O dirigente sindical ainda defendeu a participação dos bancários no processo eleitoral, mostrando a diferença de projetos em disputa. "Um deles pretende privatizar os bancos federais, o que nós não vamos permitir. Por isso, apoiamos a candidatura da Dilma, que é a melhor para o país", completou Carlos Cordeiro.
O futuro do Brasil
Ao considerar o cenário político, os representantes dos trabalhadores lembraram a importância da sociedade brasileira em não permitir o retrocesso do país. "O Brasil vive um momento de destaque, sendo referência tanto internacional - foi um modelo de superação da crise econômica, integra o G20 - quanto nacional - o PIB brasileiro tem expectativas de crescer 7% este ano, milhões de brasileiros saíram da pobreza e 90% das categorias que já fecharam acordo conquistaram ganho real", afirmou a presidenta do Sindicato dos Bancários de São Paulo, Osasco e região, Juvandia Moreira.

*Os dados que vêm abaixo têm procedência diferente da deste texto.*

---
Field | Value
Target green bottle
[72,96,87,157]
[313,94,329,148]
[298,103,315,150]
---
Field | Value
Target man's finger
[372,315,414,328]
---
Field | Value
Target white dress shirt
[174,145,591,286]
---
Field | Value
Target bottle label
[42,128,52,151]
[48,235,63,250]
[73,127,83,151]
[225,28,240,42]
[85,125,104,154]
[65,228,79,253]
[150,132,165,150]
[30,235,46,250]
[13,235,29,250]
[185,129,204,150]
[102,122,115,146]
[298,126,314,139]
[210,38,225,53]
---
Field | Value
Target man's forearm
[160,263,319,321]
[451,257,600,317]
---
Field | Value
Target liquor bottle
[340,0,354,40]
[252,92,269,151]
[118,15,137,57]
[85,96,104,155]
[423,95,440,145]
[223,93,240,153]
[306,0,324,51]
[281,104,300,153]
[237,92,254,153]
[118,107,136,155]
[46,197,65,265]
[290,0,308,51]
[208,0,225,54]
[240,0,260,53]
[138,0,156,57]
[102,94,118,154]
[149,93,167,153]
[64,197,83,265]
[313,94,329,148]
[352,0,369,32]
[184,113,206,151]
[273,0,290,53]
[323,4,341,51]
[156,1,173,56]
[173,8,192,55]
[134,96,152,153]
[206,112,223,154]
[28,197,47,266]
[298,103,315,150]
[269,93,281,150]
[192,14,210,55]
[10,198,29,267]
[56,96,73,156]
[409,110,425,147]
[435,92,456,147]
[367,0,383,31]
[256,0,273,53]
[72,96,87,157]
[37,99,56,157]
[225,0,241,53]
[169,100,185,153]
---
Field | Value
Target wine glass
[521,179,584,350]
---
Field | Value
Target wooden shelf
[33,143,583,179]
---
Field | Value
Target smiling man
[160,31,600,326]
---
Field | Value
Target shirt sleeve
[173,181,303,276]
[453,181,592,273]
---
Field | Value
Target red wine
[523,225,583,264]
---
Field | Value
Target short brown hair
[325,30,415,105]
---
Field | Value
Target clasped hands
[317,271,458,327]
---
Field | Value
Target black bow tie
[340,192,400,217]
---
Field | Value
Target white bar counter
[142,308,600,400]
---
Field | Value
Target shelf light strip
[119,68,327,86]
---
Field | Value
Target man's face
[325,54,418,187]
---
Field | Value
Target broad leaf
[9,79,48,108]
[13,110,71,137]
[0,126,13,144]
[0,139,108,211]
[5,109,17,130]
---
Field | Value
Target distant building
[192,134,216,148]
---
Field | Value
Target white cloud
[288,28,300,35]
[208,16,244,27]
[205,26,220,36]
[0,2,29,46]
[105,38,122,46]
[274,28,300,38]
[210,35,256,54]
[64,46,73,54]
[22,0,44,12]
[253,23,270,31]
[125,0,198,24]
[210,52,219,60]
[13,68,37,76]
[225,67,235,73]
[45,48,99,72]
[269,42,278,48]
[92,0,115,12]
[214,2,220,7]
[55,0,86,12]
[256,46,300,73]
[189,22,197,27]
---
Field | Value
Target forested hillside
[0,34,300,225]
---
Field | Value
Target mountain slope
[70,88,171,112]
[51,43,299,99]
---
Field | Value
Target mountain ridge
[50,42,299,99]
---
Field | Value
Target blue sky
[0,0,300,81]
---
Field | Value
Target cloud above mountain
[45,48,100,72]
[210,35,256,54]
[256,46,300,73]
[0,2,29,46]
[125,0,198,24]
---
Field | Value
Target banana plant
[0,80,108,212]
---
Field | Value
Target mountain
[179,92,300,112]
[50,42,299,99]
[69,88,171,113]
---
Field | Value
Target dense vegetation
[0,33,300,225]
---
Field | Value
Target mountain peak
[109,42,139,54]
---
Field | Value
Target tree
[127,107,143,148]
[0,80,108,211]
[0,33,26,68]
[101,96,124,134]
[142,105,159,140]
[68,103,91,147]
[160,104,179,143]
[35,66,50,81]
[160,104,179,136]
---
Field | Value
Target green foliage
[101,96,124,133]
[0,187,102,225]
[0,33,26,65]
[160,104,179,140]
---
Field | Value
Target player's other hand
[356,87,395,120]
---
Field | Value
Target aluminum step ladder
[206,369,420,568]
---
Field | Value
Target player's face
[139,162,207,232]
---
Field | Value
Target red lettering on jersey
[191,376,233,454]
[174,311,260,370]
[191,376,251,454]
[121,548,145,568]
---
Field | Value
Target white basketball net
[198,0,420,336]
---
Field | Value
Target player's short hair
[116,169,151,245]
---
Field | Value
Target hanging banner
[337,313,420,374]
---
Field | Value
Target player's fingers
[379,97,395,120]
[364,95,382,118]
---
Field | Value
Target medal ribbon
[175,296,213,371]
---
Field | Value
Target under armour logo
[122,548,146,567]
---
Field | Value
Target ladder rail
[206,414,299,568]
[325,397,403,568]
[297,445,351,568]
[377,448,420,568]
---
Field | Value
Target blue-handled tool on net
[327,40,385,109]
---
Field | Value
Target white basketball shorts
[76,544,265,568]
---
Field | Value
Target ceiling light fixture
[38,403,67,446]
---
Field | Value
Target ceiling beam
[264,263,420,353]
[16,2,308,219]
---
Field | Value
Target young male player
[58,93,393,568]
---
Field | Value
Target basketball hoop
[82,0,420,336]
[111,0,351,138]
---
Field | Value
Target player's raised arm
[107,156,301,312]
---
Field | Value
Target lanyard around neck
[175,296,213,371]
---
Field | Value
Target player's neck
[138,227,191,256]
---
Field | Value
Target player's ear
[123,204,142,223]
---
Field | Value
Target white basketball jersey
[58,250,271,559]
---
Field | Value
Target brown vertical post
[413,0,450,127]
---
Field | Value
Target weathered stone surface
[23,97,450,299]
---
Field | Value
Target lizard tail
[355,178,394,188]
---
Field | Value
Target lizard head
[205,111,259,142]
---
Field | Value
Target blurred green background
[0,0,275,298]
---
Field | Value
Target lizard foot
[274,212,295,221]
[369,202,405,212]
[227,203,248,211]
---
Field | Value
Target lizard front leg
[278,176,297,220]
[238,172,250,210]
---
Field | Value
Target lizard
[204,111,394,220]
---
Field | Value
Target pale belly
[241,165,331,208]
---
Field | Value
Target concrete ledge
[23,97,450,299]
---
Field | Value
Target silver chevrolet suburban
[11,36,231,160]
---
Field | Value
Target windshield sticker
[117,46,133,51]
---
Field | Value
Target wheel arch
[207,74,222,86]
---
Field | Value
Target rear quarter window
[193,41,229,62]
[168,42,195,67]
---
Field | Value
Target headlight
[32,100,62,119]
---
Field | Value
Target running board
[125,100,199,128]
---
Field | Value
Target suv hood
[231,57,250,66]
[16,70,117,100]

"No entanto, quando observamos o Sistema Financeiro Nacional, percebemos que ele continua bastante concentrado. Os três maiores bancos detêm 79% dos depósitos no país, os mesmos que lucraram R$ 9,5 bilhões apenas no primeiro trimestre do ano. Esse valor seria suficiente para a construção de 1,3 milhão de moradias populares. Em seis anos, daria para acabar com o déficit habitacional no Brasil. Os resultados exorbitantes dos bancos precisam ser revertidos em uma política de desenvolvimento econômico nacional", frisou Juvândia.
Diante desse contexto, ela ponderou a importância da categoria ter em mente a diferença entre os dois projetos políticos que estão disputando as eleições 2010: de um lado, o projeto neoliberal e, do outro, a continuidade do Governo Lula.